Epouvantails
Un épouvantail... des épouvantaux?!
"Une cloche tinte dans le petit matin, cristalline.
Le vent en essaime les notes frêles. Un coq aussitôt lance son cri en écho à ce salut gracieux ; un cri gracieux ; un cri râpeux, sonore, qui déchire la brume ; Le ciel rosit, le coq lève très haut la tête, sa crête écarlate dressée en oriflamme pour annoncer l’imminence du soleil.
Une silhouette émerge au bord d’un champ de navets. Tête inclinée, bras écartés, elle aussi semble célébrer la naissance du jour, mais en silence. Ses vêtements ondulent autour de son corps efflanqué, des guenilles aux couleurs flamboyantes.

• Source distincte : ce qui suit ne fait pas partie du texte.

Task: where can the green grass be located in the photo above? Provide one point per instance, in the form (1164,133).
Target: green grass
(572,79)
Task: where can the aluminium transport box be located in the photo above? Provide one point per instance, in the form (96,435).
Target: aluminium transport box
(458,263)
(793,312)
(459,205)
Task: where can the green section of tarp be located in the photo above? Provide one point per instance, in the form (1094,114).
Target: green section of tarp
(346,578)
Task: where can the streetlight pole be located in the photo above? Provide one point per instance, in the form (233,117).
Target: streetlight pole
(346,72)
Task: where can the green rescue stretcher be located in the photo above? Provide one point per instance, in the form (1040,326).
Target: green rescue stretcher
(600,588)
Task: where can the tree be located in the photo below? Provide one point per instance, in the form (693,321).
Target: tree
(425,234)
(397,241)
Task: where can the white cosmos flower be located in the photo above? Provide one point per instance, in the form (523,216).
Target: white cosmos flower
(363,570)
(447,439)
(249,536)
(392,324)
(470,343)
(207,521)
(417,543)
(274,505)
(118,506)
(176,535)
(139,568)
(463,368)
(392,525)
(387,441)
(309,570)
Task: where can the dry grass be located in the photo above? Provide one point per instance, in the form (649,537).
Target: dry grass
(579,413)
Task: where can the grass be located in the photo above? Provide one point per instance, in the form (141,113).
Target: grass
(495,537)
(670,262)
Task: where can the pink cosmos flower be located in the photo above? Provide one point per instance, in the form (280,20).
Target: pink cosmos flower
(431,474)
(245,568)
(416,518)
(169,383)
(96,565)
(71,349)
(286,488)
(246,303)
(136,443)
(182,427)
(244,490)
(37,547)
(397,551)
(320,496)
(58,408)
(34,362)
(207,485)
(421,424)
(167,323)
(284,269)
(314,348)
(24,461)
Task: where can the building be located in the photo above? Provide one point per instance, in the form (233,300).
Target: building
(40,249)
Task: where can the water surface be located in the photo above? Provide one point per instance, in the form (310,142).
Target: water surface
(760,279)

Est-ce un moine mendiant, un vagabond, un ivrogne s’en revenant de fête et égaré dans la campagne, ou bien est-ce un amant orphelin de son cœur, un poète en quête de vision ? Aucun d’entre eux, et, cependant un peu de chacun : c’est un épouvantail.
Juste un épouvantail planté ainsi qu’un arbrisseau couvert de feuilles mortes qui froufroutent et soupirent. Il porte un chapeau de paille en forme de cône, une simple chemise framboise et un pantalon rapiécé aux jambes émaillées de pourpre, d’orangé, de grenat battent mollement dans la bise.
Un corbeau vient se percher sur son épaule gauche y monologue quelques minutes d’un ton maussade, puis repart d’un vol lourd. Le chapeau de l’épouvantail bascule légèrement, les gouttes de rosées suspendues à son bord se détachent une à une. Le coq lance à nouveau son cri ; la cloche, elle, s’est tue. Le soleil transparait au ras de la mer qui se moire de lueurs rosâtres et se hérisse de rochers."